Gente, sono veramente dispiaciuta per il ritardo del capitolo! Ho scritto parecchio in compenso! Spero che il capitolo vi aggradi! Buona lettura!

 

 

CAP 2

 

 

-La fortuna non è dalla nostra.

 

 

“Leonardo… mi devi aiutare…” Dissi faticosamente appoggiandomi con la schiena al muro della via.

Una violenta tosse mi fece sputare del sangue e mi sentii una fitta così forte al petto che pensai che un pugnale si era appena conficcato nel mezzo.

Merda…

“Ezio!” Preoccupato Leonardo si avvicinò a me piegandosi per aiutarmi

“Come ti senti?” Mi chiese trattenendo faticosamente i singhiozzi dovuti al pianto.

“Ho avuto momenti migliori…” Risposi tossendo nuovamente e stringendo la mano al petto per il dolore “Ascoltami Leonardo… dobbiamo prima di tutto nascondere il cadavere e le armi…” Iniziai faticosamente a dire, ad ogni respiro mi sembrava di essere pugnalato.

“Ma cosa stai dicendo?! Dovremmo dirlo a Suor.

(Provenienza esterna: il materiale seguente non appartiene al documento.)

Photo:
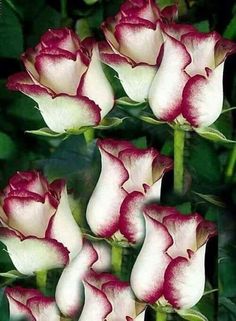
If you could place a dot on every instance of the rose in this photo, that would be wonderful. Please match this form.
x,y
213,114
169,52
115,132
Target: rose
x,y
129,177
37,225
65,77
69,291
135,40
188,86
106,298
110,299
31,305
170,265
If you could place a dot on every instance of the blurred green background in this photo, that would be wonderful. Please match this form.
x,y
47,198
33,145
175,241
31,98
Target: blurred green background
x,y
210,178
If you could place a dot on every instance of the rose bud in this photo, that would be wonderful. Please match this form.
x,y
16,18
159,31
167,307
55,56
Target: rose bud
x,y
170,266
188,87
129,177
65,77
134,41
31,305
37,225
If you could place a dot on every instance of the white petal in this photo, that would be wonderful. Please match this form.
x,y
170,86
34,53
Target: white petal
x,y
185,280
203,98
95,85
165,96
147,276
69,291
96,306
33,254
64,228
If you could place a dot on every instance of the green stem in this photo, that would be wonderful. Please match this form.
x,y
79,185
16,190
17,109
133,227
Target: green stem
x,y
116,260
161,316
231,165
64,9
179,136
41,280
89,135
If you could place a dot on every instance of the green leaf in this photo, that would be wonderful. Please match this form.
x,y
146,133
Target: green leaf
x,y
211,199
151,120
111,122
11,36
203,26
230,31
82,28
13,274
7,146
90,2
191,315
127,102
213,134
47,132
4,308
184,208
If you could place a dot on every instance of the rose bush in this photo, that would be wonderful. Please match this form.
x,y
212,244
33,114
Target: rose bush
x,y
188,87
129,177
37,225
31,305
106,298
170,266
64,76
135,44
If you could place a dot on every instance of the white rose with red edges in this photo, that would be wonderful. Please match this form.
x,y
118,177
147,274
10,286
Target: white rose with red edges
x,y
170,267
188,87
37,226
65,77
129,177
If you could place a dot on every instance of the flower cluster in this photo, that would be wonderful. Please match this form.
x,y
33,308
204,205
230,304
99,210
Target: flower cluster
x,y
174,67
178,71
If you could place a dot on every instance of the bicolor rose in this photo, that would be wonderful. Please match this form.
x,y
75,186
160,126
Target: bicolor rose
x,y
31,305
188,87
170,266
105,297
37,225
129,177
135,39
65,77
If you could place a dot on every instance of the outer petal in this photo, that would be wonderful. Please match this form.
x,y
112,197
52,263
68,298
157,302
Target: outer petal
x,y
65,112
139,42
60,73
33,254
132,224
69,291
147,276
95,85
203,98
64,228
96,306
22,81
185,280
104,257
158,212
201,47
136,80
179,225
165,96
29,216
18,310
108,192
28,181
138,163
43,308
122,300
22,295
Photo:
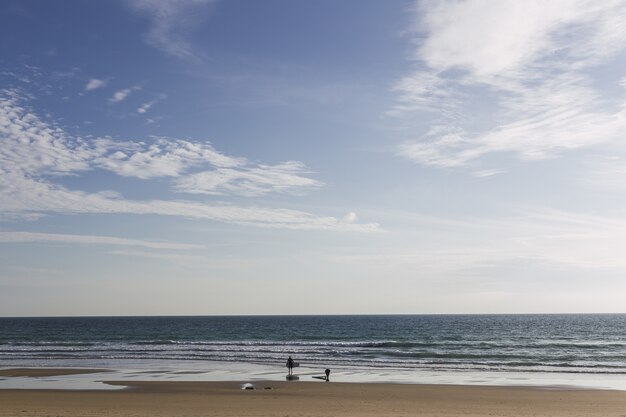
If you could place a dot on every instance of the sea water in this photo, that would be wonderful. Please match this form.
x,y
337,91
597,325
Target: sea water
x,y
422,348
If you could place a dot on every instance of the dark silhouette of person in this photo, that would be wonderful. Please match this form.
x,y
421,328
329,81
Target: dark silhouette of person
x,y
290,365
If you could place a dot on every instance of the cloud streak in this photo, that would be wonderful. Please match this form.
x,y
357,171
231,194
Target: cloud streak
x,y
170,22
94,84
31,237
121,95
535,63
35,154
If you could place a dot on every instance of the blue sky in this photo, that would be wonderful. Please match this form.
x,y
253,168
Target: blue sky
x,y
292,157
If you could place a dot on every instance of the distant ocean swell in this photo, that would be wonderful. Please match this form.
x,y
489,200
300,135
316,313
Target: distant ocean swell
x,y
571,344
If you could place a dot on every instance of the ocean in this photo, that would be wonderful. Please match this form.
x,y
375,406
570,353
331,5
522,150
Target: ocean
x,y
576,344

Maria e Don Donatello! Loro ci aiuteranno sicuramente e…”  Lo interruppi mettendogli una mia mano sulla faccia “Ci aiuteranno solamente ad andare in galera… adesso devi fare come ti dico…!” Debolmente ritrassi la mia mano dal suo volto.

Non riesco neanche a respirare decentemente…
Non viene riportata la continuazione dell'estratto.